El agro desde el satélite

En el centro-norte cordobés, Gazzoni busca ser cada vez más eficiente. Por eso, incorporó masivamente el monitoreo satelital. Las claves para su manejo.

23deAgostode2003a las08:21

Daniel Díaz. DE LA REDACCION DE CLARIN
 
En el campo están acostumbrados a mirar al cielo. Después de los mercados, la evolución del clima es la otra gran ocupación. Pero desde arriba también se puede extraer otro tipo de información.
 
 Esto es lo que viene haciendo Fernando Gazzoni hace tiempo, extrayendo de los monitores satelitales (que permite la posibilidad de ver objetos a grandes distancias y determinar el estado de los mismos, para extraer conclusiones de interés agronómico, y que apareció en 1930) los datos que le permite volverse cada vez más eficiente en la siembra, fertilización, pulverización y cosecha de su planteo.
 
 Desde la campaña triguera 2001/2002 que comenzó a usarla masivamente. Mediante esta herramienta se mide la energía que es reflejada o emitida por los objetos, sin entrar en contacto con ellos.
 
 Esta energía electromagnética, viaja por el espacio como ondas electromagnéticas.
 
 La porción de interés agronómico es la que va desde el ultravioleta (UV) hasta el infrarrojo (IR). La mayor parte de la luz solar está en estas bandas y tiene longitudes de onda entre 0.2 y 0.4 micrómetros (ver Del espacio...).
 
 Las ondas con captadas por detectores electrónicos fotosensibles que crean una señal eléctrica proporcional a la cantidad de energía electromagnética que reciben.
 
 Las señales eléctricas son grabadas electrónicamente usando un sistema de computación o electrónico adicional. Estos datos digitales pueden ser reconstruidos en una imagen digital o electrónica.
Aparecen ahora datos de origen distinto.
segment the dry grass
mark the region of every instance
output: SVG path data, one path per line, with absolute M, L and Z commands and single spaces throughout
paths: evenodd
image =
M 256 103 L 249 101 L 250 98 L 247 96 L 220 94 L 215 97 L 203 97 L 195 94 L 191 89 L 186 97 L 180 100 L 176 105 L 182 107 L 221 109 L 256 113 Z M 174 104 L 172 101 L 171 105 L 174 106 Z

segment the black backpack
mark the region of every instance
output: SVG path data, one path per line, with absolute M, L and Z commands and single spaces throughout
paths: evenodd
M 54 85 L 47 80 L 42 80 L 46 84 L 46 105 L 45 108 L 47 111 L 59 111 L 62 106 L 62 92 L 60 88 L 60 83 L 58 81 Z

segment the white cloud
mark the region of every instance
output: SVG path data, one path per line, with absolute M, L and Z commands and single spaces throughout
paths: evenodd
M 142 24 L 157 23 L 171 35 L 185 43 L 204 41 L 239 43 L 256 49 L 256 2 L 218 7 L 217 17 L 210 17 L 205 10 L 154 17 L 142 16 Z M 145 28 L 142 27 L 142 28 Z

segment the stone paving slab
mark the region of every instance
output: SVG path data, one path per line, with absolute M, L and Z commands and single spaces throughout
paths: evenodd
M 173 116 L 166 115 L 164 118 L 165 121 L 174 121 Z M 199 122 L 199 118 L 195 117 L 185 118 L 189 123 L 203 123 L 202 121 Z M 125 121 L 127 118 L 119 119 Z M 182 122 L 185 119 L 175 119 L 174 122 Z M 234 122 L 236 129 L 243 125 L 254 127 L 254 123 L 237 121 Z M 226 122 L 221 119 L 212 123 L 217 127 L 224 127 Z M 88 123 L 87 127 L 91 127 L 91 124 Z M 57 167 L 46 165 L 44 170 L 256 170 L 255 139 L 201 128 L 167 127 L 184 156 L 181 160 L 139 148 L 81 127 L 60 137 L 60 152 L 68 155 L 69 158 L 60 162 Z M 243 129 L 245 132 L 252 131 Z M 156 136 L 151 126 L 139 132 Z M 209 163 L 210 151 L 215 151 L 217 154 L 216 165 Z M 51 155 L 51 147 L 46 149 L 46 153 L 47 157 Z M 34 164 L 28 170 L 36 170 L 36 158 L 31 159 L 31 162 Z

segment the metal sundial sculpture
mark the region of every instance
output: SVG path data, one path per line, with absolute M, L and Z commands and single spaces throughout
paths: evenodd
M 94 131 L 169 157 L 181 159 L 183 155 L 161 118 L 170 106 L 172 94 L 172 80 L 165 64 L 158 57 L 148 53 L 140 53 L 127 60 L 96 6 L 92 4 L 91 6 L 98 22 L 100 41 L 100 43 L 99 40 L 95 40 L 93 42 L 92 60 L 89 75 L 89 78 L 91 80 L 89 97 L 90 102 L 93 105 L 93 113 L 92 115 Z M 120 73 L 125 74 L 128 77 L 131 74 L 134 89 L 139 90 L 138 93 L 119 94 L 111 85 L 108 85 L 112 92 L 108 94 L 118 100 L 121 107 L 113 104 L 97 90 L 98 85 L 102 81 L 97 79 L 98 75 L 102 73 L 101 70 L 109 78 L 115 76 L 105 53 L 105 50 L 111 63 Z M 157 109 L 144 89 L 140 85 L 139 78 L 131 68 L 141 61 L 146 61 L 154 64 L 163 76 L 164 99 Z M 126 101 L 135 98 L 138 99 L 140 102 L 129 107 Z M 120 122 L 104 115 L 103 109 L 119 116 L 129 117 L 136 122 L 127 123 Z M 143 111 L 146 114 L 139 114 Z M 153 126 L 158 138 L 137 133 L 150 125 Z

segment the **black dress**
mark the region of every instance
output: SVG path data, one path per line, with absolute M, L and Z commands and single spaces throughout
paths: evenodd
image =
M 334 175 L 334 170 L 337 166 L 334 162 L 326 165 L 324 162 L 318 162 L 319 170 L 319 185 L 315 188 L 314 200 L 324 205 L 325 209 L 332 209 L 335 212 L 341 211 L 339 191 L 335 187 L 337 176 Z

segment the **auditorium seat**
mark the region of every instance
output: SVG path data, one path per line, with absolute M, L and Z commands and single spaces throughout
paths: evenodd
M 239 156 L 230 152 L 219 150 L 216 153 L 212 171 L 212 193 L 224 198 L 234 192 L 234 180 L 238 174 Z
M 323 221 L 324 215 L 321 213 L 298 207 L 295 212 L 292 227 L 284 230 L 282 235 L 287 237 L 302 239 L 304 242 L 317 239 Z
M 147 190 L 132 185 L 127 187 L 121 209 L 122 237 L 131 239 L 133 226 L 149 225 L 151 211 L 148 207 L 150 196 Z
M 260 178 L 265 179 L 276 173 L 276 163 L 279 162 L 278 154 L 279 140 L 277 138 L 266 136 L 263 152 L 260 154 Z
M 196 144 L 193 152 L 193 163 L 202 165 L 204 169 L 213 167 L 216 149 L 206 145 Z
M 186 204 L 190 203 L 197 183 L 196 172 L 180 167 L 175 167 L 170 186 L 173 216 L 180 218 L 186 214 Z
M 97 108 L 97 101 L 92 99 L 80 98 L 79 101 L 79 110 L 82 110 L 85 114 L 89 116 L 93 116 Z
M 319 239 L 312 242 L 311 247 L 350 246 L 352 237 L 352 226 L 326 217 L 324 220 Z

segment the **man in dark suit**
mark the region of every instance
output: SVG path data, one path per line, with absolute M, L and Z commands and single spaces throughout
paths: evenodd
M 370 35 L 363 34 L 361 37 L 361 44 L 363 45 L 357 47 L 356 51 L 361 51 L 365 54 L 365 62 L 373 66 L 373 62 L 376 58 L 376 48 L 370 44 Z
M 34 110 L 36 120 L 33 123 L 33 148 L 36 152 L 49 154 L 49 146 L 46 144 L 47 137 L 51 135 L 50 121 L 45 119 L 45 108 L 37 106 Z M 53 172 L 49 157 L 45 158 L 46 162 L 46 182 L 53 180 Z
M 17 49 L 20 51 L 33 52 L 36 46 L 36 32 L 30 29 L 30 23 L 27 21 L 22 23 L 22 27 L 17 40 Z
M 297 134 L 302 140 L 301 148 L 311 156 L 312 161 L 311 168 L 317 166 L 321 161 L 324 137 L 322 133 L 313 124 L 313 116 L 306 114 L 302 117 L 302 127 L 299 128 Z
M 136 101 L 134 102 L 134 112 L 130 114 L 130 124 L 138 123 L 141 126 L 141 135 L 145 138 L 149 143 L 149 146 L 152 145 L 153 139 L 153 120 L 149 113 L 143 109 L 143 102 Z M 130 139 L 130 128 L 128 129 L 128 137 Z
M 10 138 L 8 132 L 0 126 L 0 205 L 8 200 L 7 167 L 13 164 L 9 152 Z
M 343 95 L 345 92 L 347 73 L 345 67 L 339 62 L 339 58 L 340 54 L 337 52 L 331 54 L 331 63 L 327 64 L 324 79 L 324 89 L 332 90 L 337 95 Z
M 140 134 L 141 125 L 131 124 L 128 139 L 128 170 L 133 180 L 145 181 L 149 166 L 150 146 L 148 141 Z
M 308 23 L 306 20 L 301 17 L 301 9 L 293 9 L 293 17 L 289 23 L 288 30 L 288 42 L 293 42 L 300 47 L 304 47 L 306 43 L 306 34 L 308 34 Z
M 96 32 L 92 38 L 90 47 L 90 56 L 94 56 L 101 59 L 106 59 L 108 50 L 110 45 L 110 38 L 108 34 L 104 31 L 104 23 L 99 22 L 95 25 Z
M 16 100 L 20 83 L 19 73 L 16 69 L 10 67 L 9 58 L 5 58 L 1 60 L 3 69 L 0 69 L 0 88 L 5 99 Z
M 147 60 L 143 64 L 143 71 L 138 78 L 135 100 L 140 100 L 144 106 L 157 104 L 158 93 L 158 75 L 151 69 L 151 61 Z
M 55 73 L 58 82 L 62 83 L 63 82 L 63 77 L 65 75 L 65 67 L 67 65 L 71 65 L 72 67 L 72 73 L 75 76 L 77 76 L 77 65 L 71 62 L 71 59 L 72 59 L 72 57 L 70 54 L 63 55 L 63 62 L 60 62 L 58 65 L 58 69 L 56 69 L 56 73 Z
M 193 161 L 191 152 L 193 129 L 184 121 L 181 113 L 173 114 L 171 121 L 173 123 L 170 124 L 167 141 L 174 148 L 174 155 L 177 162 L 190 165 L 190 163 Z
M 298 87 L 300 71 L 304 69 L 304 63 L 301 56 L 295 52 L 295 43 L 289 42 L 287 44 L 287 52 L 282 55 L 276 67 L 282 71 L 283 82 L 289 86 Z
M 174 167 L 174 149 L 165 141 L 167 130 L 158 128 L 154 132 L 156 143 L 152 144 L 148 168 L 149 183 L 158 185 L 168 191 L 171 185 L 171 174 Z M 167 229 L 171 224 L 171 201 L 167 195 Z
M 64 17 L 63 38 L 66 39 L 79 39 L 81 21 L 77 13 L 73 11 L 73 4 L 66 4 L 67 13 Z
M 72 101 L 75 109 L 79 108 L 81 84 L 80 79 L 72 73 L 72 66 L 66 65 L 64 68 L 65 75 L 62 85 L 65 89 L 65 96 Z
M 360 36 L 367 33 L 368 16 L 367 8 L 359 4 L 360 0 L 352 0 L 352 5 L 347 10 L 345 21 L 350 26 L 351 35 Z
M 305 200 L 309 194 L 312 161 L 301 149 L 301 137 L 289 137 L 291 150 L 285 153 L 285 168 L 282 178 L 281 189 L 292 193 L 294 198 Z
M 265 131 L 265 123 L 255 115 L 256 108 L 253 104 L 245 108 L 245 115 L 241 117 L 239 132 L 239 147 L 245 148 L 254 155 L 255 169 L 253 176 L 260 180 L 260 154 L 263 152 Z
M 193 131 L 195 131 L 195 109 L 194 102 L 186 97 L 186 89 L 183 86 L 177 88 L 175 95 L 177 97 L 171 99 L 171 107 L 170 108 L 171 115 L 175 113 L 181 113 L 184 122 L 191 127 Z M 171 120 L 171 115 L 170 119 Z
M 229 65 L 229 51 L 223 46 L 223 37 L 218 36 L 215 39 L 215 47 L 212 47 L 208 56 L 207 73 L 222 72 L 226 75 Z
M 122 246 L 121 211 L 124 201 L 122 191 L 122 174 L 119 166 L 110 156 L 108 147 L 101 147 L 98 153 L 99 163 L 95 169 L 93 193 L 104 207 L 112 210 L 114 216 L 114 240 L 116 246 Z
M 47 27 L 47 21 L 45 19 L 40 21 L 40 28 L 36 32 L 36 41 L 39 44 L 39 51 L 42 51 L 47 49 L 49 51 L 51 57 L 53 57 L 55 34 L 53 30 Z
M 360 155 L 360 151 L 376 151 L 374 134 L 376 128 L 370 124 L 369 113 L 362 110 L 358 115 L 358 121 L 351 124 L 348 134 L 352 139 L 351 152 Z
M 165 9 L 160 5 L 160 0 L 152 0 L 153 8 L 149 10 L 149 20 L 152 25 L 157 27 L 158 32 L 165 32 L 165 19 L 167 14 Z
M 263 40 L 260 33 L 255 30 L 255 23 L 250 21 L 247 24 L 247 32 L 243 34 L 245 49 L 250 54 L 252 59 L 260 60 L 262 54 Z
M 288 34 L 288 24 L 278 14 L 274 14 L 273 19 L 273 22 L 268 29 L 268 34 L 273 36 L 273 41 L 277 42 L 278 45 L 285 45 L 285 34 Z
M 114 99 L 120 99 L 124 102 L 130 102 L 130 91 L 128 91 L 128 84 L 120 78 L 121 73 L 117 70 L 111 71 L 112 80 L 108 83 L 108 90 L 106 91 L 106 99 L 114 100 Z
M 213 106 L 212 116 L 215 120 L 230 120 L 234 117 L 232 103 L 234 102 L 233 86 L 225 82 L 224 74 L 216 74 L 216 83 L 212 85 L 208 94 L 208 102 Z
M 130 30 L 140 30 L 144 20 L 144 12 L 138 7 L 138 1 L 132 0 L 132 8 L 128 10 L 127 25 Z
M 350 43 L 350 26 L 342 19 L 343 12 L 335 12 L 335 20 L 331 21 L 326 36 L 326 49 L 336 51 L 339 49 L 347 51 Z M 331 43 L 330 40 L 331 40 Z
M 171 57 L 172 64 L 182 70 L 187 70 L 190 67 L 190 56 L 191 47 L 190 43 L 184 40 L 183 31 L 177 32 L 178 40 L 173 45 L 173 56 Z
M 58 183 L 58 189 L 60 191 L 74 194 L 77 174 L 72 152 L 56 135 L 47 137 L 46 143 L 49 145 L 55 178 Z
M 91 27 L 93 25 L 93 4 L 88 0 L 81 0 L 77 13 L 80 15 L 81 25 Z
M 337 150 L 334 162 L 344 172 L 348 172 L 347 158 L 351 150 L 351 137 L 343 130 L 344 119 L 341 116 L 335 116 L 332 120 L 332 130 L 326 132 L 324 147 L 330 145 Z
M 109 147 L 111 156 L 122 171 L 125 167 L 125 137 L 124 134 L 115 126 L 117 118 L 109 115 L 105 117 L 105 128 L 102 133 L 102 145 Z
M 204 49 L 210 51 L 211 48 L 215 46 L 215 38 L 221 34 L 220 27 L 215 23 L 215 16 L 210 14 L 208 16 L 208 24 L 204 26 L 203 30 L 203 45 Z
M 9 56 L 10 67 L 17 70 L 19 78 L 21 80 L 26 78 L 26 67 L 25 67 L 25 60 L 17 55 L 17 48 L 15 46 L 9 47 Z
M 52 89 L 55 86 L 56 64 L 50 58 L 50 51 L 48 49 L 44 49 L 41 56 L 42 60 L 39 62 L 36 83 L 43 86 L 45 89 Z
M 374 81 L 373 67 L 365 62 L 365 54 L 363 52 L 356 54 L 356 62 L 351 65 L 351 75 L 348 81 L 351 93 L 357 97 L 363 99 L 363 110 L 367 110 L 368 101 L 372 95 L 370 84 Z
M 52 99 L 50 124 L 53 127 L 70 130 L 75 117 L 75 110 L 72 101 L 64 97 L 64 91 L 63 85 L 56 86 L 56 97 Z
Una ventaja de los datos electrónicos es que puede ser fácilmente transmitidos desde los satélites hasta la tierra usando equipo de radiocomunicaciones.
 
 En el caso de Fernando, el uso de imágenes satelitales tiene como objetivo el seguimiento del cultivo —midiendo índice verde e índice de humedad— y estimación de rendimientos que luego "son complementados con los mapas de rendimiento obtenidos con cosechadoras equipadas con monitor de rendimiento y GPS".
 
 Desde que se recibió, es el responsable técnico de una empresa familiar dedicada al acopio de cereales y a la siembra en la zona de Monte Cristo (próximo a la capital cordobesa) y en el norte de la provincia.
 
 Hoy, además de tener a su cargo la administración de una importante superficie agrícola en la provincia es asesor agronómico de alguno de sus clientes.
 
 Según le explicó a Clarín Rural el sistema de trabajo que tiene en el área es bajo un estricto sistema de rotación en siembra directa, "donde una tercera parte de la superficie es destinada al cultivo de maíz, una tercera a la soja de primera y el ultimo tercio a la rotación trigo-soja de segunda, logrando a travez de una fuerte fertilización —básicamente en los cereales— a mantener en los ultimos años una constante en los rendimientos, que para la zona en que se encuentra son más que importantes: 9.800 kilos de maíz, 2.900 kilos en soja de primera y 3.200 kilos en trigo".
 
 En cuanto a la nutrición utilizada trabaja con fertilizantes mezclas preparadas según el necesidades del suelo (N,P y S) y son incorporadas a la siembra de los cereales. Una vez implantado el cultivo refertiliza con urea incorporada.
 
 Trabaja con casi 1.000 hectáreas bajo riego, logrando rindes promedios "en algunos años de más de 14.000 kilos de maíz, 4.500 kilos de soja y 5.900 de trigo. Obviamente con un paquete tecnológico acorde para esta situación", aclara.